日本発のチベット語システム、MacOS X Leopardに標準搭載。

すべてのチベット語ユーザが普通にチベット語をコンピュータで使えるために。このコンセプトを元に、研究を重ねてきた大谷大学が開発したチベット語システムがついにMacOS X Leopardに搭載されました。

 本日、京都市上京区、大谷大学真宗総合研究所は1990年代より開発し続けてきまたチベット語のフォントとキー配列をセットにしたTibetan Language Kitが、2007年10月26日(金)午後6時に発売されたアップル社のオペレーティング・システム「Mac OS X v10.5 Leopard」「Mac OS X Server Leopard」に標準装備のチベット語環境として正式に搭載されたことを発表します。

 このOtani Unicode Tibetan Language Kit for Macintoshは、1988年にブータン政府の援助のもとに行われていた開発プロジェクトを、世界的にも有数のチベット仏教文献を所蔵する大谷大学が引き継ぎ、世界で唯一のOSレベルのチベット語環境をすべての研究者に提供する目的で1990年代より進められてきた研究プロジェクトの成果です。

 1996年より無料配布が開始され、2000年からはウェブサイト上で無料配布してきましたが、このたび、米国アップル本社のOS Frameworks Software Engineeringグループとの共同開発により、正式にMacOS X の一部として配布されることとなりました。これは日本の研究機関と世界的なシェアを誇るコンピュータ・メーカーとの画期的な共同開発事業の成果であると同時に、今後チベット語を使うすべての人々にとっての歴史的な第一歩となりました。

 このリリースにより、すべてのMacユーザは、日本語や英語と同じように、チベット語を表示したり、入力したりすることがとても簡単にできるようになりました。たとえば、チベット語のワープロ文書を作成したり、ウェブページを閲覧したり、開発したり、さらにはメールやチャットといったチベット語を使ったコミュニケーションが可能となります。また研究者にとっては、表計算、データベース、ページ・レイアウト等が簡単にできるようになったため、さまざまなツールをインストールしたり、改造する時間が不要となり、次世代型の研究に専念できるようになりました。

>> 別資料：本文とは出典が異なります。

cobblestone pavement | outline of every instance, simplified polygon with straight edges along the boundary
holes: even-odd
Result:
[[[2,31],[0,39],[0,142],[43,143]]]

 今回MacOS X Leopardに採用されたOtani Unicode Tibetan Language Kitはチベット文字について、「ユニコード標準」という文字コード規格に対応しています。これは旧バージョンからの大幅なアップデートです。今回のアップデートにより、Macで作成されたドキュメントをWindows VistaやLinuxなど、ユニコードをサポートしている他のすべてのOSの上で互換性をもたせながら、情報共有することが可能となりました。

 また真宗総合研究所では、旧バージョンで作成したデータを、より新しいフォーマットへと変換するユーティリティも開発しています。西蔵文献研究班によるすべての成果は、既にユニコードに変換され、今年中に、これらを、インターネット上のウェブページで利用できるようになりました。